In phrases of month-on-month trends, this one year’s prime season, on the opposite hand, has been less intense than closing one year’s. As a result of carriers’ proactive potential management, the enviornment air cargo keep rate elevated finest +12% between early September (the starting up of prime season) and the week ending 1 December, compared to a +25% surge all the blueprint in which by the an analogous length closing one year.
This vogue is particularly evident in the outbound Asia market. As carriers luxuriate in shifted potential to accommodate surging cargo set a query to, November keep charges from Northeast Asia experienced life like growth. Its keep charges to Europe rose by +13% month-on-month to USD 5.09 per kg, while keep charges to North The US elevated +5% to USD 5.20 per kg.
Additionally, keep charges from Southeast Asia showed mixed results, with keep charges to Europe final flat at USD 4.15 per kg and North The US declining -3% to USD 6.05 per kg. The decline in the latter became as soon as pushed by easing volumes, following keep charges exceeding closing one year’s prime season levels since gradual Could presumably presumably also 2024.
Meanwhile, the Transatlantic market experienced extra dramatic freight rate will enhance as cargo potential moved in assorted areas on the discontinue of the summer passenger dash season. Europe to North The US keep charges climbed by +46% from the outdated month to USD 2.72 per kg, which is in incompatibility to the appropriate +9% month-on-month growth all the blueprint in which by the an analogous length a one year ago.

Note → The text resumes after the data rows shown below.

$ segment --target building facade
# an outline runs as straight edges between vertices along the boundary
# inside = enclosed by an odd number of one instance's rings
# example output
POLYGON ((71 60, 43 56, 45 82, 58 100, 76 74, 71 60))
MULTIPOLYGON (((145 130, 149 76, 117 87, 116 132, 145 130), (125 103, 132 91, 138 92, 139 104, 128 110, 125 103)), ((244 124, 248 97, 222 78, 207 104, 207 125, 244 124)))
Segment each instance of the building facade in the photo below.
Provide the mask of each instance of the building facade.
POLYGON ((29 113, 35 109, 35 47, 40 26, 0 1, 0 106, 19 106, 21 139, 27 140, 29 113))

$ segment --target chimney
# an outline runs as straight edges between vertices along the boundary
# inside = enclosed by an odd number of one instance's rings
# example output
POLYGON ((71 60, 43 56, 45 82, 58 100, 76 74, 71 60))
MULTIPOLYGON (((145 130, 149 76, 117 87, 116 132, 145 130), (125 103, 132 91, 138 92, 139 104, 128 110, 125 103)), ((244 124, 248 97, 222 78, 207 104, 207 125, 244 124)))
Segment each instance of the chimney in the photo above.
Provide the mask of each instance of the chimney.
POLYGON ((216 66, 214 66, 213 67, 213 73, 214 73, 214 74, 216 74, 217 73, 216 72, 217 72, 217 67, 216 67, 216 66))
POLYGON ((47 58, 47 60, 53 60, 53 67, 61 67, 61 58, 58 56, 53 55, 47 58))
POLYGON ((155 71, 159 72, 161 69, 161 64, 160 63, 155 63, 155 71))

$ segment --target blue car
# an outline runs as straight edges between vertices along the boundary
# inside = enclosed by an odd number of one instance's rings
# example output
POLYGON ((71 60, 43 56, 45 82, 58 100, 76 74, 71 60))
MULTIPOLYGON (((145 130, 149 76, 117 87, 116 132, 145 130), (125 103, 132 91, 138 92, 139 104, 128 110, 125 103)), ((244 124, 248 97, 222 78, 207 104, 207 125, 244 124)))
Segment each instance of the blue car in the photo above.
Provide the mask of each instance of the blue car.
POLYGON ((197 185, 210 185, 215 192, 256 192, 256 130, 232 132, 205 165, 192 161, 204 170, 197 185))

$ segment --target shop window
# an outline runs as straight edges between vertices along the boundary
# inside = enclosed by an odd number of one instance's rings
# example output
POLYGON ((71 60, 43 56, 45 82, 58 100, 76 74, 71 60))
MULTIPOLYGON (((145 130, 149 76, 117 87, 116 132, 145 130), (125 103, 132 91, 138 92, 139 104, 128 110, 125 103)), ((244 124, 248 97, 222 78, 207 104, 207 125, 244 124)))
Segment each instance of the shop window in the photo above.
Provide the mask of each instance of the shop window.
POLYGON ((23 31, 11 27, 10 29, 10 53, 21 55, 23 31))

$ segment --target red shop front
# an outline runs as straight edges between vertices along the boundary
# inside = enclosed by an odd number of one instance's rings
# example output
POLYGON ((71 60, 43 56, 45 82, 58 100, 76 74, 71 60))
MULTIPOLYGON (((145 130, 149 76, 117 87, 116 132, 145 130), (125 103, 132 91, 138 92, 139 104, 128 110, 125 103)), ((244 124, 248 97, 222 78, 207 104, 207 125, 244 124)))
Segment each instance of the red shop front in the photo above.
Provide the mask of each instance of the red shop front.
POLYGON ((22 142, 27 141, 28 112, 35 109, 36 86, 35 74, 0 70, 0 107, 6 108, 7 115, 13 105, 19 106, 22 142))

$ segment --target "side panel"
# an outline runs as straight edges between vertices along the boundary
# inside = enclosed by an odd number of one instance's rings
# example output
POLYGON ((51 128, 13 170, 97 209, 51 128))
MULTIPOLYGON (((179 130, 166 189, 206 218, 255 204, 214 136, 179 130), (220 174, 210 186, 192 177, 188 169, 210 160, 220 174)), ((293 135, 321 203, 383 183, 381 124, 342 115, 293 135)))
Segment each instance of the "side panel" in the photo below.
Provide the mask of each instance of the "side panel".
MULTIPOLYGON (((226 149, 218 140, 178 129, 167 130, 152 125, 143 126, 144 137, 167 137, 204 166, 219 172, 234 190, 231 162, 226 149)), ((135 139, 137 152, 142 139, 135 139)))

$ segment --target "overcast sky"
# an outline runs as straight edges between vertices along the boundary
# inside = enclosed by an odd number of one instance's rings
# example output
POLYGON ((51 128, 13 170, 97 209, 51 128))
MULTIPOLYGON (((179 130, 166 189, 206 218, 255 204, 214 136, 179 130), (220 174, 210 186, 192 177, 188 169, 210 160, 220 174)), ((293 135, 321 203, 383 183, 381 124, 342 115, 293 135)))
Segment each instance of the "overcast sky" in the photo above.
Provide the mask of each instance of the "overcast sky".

Equally, Europe to Latin The US charges rose by +23% to USD 4.58 per kg. In Brazil, a 5-day embargo in early November in Sao Paulo, South The US’s biggest cargo airport, coupled with ongoing nationwide digital customs delays brought about by Brazilian Customs’ strike since 26 November, may presumably well push air cargo keep charges even larger in December. Shippers are inclined to resort to air freight to take care of far from customs clearance delays.
“For my fragment, I get the air cargo industry ought to be proud it has shunned a ‘prime of all peaks’ because that is the premise for larger market steadiness. I hope this will allow each person to sail into their properly-earned Christmas and Fresh one year holidays with a sense of pride, and it lets in them to sit down support and revel in time with their households and company,” van de Wouw said.
“In 2024, the industry has shown its maturity. We should always wait and stumble on if this holds when the market goes down, but I don’t stumble on that occuring appropriate yet.”